27 August 1988: Millwall began their First Division career with a 2–2 draw against Aston Villa at Villa Park.

2 October 1988: Aston Villa sold defender Neale Cooper to Rangers for £300,000.

5 November 1988: Manchester United drew with Aston Villa at home with a score of 1–1. This was the Manchester United's fifth draw of the season.

12 November 1988: After a 3–1 home win over Aston Villa, Southampton achieved their third win of the season.

26 November 1988: Coventry's 2–1 home win over local rivals, Aston Villa, saw them jump to fifth place in the table.

3 December 1988: Norwich City remained at the top of the First Division despite a 3–1 defeat to Aston Villa. However, Arsenal sat just three points behind them, with two games still to play.

24 December 1988: Aston Villa sold striker Garry Thompson to Watford for £325,000.

31 December 1988: After defeating Aston Villa 3–0, Arsenal replaced Norwich City at the top the First Division due to a higher goal difference.

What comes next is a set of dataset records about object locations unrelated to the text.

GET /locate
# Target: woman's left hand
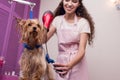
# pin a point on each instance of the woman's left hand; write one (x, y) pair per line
(61, 69)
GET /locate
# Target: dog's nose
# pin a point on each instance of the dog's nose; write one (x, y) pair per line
(34, 28)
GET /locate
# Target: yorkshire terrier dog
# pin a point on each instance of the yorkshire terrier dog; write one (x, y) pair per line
(33, 65)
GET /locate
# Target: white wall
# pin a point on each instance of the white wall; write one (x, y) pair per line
(104, 57)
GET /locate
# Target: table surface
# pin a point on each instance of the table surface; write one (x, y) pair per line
(8, 77)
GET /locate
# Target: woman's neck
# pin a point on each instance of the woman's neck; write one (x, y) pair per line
(69, 17)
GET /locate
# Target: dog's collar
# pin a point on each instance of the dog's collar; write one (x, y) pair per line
(29, 48)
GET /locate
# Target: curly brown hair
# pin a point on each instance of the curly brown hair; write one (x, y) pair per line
(81, 11)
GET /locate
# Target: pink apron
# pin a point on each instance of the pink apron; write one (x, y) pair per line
(68, 44)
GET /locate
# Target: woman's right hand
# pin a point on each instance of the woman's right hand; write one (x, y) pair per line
(61, 69)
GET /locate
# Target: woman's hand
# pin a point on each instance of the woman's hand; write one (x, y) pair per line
(61, 69)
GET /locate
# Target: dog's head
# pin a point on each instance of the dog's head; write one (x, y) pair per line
(31, 31)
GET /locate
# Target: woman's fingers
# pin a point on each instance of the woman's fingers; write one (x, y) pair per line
(58, 65)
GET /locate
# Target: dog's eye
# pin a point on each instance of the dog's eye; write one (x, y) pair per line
(29, 24)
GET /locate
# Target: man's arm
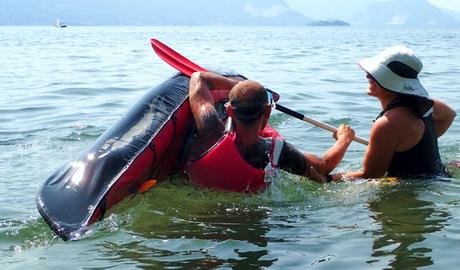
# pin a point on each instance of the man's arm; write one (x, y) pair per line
(210, 128)
(443, 116)
(309, 165)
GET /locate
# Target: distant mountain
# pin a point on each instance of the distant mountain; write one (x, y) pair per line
(404, 13)
(332, 22)
(149, 12)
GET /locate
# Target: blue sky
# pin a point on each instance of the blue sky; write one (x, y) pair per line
(343, 9)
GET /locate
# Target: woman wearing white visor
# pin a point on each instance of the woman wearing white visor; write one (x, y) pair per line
(403, 140)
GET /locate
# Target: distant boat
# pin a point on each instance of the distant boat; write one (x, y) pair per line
(59, 24)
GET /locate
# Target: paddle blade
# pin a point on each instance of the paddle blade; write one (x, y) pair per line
(174, 58)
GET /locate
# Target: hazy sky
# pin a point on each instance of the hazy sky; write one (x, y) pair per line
(345, 9)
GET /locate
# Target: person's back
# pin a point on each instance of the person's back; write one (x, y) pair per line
(416, 153)
(403, 139)
(243, 156)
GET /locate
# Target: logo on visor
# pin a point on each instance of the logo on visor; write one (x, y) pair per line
(408, 88)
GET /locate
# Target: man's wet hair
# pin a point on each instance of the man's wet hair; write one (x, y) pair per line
(248, 100)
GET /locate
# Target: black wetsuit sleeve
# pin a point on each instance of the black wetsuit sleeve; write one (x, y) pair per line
(292, 160)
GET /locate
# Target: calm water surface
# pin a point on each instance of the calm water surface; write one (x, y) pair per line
(62, 88)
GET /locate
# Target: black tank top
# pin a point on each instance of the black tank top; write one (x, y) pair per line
(423, 159)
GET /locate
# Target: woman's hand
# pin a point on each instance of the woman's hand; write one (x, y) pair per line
(344, 132)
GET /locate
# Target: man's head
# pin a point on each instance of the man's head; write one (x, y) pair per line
(249, 101)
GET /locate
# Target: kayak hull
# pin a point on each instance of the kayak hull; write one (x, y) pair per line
(144, 144)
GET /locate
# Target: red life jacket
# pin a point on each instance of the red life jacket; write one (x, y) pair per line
(223, 168)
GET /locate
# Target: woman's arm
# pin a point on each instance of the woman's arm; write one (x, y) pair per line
(443, 116)
(383, 140)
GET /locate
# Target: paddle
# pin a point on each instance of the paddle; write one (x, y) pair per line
(187, 67)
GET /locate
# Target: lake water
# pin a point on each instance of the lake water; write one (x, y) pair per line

15 April 1989 – Everton beat Norwich City 1–0 in the FA Cup semi-finals at Villa Park. The other semi-final saw one of English football's greatest ever tragedies, with the death of 96  Liverpool supporters, during a match against Nottingham Forest at Hillsborough.

13 May 1989 – Middlesbrough joined already relegated Newcastle United, after losing a relegation showdown 1–0 away to Sheffield Wednesday, whilst Luton Town beat Norwich City 1–0. The result ensured Wednesday's survival. West Ham United, however, had to win their last two games to stay up—at the expense of Aston Villa.